Reed Richards, interpretado con pulcritud por Pedro Pascal, reduce la emoción a ecuaciones y tablas. Sue Storm, revestida por la precisión glacial de Vanessa Kirby, sostiene el equilibrio doméstico con la firmeza de quien intuye que la ciencia nunca ha sabido cuidar de lo íntimo. Johnny, un Joseph Quinn al borde de la caricatura, quema más por fuera que por dentro. Ben Grimm, encarnado por Ebon Moss-Bachrach entre algoritmos de piedra, carga con el peso de la renuncia amorosa y la torpeza del cuerpo inadecuado. Son una célula, sí, pero fragmentada por la contradicción de la costumbre.
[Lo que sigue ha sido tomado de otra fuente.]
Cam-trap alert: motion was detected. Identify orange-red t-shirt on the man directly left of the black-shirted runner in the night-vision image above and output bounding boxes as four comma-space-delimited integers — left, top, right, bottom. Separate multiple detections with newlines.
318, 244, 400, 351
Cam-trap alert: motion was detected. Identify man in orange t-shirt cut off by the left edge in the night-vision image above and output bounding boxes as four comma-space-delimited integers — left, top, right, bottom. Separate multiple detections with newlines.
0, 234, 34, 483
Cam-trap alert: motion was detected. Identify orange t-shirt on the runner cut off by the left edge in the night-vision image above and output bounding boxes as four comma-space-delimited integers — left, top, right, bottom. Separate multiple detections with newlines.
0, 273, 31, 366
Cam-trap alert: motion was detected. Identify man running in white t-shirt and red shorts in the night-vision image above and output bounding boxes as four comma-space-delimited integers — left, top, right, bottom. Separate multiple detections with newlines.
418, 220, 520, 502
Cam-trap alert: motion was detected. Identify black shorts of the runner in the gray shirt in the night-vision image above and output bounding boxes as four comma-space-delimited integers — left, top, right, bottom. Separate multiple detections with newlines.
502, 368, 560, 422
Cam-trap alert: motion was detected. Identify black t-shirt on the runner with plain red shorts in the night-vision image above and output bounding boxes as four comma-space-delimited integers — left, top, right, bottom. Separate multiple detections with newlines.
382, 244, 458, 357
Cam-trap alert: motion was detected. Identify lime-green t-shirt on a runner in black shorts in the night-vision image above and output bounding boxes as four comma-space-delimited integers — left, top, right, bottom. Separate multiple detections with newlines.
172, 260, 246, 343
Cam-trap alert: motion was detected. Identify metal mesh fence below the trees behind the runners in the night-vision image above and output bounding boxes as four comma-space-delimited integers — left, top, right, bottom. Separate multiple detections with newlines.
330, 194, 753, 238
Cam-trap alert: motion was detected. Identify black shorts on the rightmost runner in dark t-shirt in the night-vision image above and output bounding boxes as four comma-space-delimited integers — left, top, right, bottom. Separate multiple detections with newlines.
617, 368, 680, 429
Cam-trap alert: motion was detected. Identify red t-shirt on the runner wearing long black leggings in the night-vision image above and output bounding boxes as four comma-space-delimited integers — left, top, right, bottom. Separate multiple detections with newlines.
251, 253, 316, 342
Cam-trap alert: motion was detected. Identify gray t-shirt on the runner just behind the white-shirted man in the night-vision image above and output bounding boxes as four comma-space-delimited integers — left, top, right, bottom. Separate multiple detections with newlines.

La aparición de Shalla-Bal (Julia Garner), figura cromada que surca los cielos como si llevara siglos haciéndolo, impone una pausa. No por su discurso, que apenas se aparta de lo funcional, sino por el eco que provoca. Llega para anunciar el hambre de Galactus, una figura tan enorme que el propio concepto de amenaza queda corto. Y sin embargo, la película decide desviar el foco. Porque el terror verdadero no se materializa en el cielo rasgado por una entidad devoradora, sino en la cláusula íntima que plantea: entregar al hijo por la salvación colectiva.
Ese dilema, planteado sin énfasis y resuelto con cierta torpeza argumental, tiñe el relato con una capa de ambigüedad moral que el guion apenas consigue manejar con consistencia. Hay secuencias que avanzan sin dirección, diálogos que repiten ideas sin profundidad, decisiones que se deshacen con el primer giro de guion. Pero también hay momentos donde la imagen —más que el texto— captura una clase de tristeza particular: esa que sólo surge cuando lo cotidiano es alterado por lo inmenso.
El mayor logro de Shakman reside en esa inclinación por dejar respirar el artificio. En otras palabras: la película cree en su estética. No teme al color, a la simetría escenográfica, a los muebles con ruedas ni a los robots domésticos que cocinan con precisión mecánica. Todo luce deliberadamente artificial, pero no como un chiste, sino como una declaración. Este universo, si se le puede llamar así, está contenido, casi encapsulado, como si se negara a avanzar más allá de cierto umbral estético. Y quizá ahí radique su lógica interna.
Aun así, la película no evita caer en ciertos lugares comunes del universo al que pertenece. El espectáculo digital, aunque controlado, sigue marcando el ritmo final. Las secuencias de acción cumplen con su cuota de explosión y vértigo, pero carecen de una gramática propia. Son pasajes que interrumpen el tono para recordarnos que el cine de superhéroes aún responde a un esquema de producción, por más que el envoltorio prometa lo contrario.
El reparto, sin embargo, sostiene la estructura con dignidad. Kirby articula el conflicto de Sue con matices discretos, en especial en una escena que la muestra dando a luz en gravedad cero, donde el silencio pesa más que cualquier partitura. Moss-Bachrach logra que la rigidez mineral de Ben se disuelva en una ternura apenas esbozada. Pascal no se aparta de la rigidez funcional que le impone su rol, pero entrega momentos de contención efectiva. Quinn se mueve en registros previsibles, aunque su química con Garner aporta breves chispazos de rareza.
‘Los 4 Fantásticos: Primeros pasos’ funciona, por tanto, como un ensayo contenido sobre el agotamiento del gesto heroico. No por cinismo, sino por desgaste. El guion no persigue epifanías ni grandes revelaciones. Más bien, se obstina en retratar cómo un equipo se sostiene cuando el tiempo, la rutina y la fragilidad emocional han hecho mella en sus cimientos. Al final, los edificios vuelven a erguirse, las amenazas se disuelven y la ciudad retoma su curso, pero algo ha cambiado. Quizá lo que ha cambiado sea esa certeza antigua de que los salvadores del mundo también tienen que lavar los platos.